Cameroun – élection présidentielle : les basses manœuvres ont commencé              

L’ancien vice-président du Front pour le salut national du Cameroun (FSNC), Aman Sa’aly et Abbo Yero, membre du bureau politique, ont quitté le parti. Les démissionnaires mettent en avant les divergences de vues avec le président national Issa Tchiroma, l’ancien ministre de l’Emploi qui a récemment  démissionné du gouvernement.

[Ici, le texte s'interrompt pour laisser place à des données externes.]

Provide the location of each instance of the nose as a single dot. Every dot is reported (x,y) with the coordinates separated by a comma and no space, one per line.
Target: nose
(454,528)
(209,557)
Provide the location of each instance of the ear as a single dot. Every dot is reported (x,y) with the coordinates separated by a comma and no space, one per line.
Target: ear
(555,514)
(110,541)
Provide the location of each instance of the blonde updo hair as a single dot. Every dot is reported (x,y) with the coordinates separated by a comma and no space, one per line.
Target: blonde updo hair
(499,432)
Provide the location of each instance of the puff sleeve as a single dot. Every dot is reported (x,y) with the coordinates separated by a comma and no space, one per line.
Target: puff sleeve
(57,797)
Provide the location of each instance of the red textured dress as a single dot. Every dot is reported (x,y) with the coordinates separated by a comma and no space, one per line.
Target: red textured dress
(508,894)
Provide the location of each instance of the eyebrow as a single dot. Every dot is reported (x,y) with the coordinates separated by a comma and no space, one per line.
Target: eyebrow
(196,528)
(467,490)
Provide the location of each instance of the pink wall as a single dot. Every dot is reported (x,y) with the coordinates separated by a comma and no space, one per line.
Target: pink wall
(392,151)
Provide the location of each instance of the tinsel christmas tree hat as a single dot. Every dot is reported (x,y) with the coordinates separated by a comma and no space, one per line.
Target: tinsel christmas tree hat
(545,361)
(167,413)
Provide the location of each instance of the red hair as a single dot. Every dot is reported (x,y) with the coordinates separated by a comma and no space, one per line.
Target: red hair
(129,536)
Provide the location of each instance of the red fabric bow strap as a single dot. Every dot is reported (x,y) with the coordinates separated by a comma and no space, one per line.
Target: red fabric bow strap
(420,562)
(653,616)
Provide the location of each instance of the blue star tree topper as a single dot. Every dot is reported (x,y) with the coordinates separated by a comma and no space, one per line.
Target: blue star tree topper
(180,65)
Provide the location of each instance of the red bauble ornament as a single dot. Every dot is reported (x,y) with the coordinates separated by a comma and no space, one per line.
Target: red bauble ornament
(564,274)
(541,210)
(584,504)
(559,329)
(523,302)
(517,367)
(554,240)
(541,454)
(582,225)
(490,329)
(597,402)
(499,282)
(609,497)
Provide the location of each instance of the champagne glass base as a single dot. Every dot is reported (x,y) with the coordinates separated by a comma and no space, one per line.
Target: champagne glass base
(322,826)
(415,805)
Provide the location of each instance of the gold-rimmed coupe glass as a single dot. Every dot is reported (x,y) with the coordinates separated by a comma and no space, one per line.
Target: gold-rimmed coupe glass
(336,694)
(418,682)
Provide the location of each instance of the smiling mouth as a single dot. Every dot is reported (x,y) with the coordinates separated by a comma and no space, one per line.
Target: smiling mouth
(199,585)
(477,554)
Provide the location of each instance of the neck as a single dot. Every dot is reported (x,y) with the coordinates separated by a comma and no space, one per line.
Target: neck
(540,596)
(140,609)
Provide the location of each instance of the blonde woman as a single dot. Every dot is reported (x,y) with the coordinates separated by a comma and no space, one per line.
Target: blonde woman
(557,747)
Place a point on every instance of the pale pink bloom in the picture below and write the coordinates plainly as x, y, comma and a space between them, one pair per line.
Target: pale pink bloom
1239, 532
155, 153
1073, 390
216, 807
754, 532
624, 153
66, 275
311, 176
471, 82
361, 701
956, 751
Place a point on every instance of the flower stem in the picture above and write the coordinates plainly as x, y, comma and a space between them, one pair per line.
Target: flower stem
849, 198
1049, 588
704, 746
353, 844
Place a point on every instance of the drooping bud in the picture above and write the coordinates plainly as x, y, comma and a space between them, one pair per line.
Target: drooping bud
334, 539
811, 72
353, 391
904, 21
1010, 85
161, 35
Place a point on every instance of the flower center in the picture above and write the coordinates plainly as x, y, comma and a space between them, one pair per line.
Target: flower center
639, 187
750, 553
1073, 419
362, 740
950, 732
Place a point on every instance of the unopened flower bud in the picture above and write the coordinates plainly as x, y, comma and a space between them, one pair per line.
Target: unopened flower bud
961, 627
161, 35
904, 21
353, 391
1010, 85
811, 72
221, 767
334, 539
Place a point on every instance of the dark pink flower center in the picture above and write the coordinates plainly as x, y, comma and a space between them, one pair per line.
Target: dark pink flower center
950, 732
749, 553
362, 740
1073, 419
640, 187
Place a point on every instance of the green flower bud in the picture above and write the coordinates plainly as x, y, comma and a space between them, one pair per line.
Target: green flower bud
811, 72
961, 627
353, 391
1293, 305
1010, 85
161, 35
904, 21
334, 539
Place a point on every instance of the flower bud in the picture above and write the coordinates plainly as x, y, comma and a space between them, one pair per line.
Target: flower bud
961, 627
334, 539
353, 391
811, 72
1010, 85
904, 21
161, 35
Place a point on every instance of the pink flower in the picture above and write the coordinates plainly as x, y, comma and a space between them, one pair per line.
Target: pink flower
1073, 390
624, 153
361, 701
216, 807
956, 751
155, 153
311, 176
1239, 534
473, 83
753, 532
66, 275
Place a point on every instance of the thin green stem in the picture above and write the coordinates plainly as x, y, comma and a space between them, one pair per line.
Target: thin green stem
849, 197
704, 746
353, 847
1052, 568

En politique plus ailleurs, l’adage est bien connu : « il faut diviser pour mieux régner ». Après avoir, dans la passé, légalisé plusieurs factions de l’UPC, le ministère de l’Administration territoriale vient de contribuer à créer une scission au sein Front pour le salut national du Cameroun (FSNC). Le 7 juillet 2025, le parti politique dénommé All Cameronian congress (ACC) était autorisé par le ministre de l’administration territoriale. Son président n’est autre que Ousmanou Aman Sa’aly, plus connu sous le nom de Yerima Dewa. Il est maire de la commune de Pitoa dans la Benoué pour le compte du Front pour le salut national du Cameroun (FSNC).

Celui qui, l’issue du double scrutin législatif et municipal de février 2020, a également été élu député de la Benoué Est a choisi l’écharpe municipale, laissant mandat de l’Assemblée nationale à son suppléant. Sa décision de faire cavalier seul résulterait des incompréhensions et surtout de la rupture « rupture de la communication » avec son président national. Sur les raisons qui l’on poussé à fonder un nouveau parti, il avancé des arguments qui ne peuvent convaincre que quelques naïfs.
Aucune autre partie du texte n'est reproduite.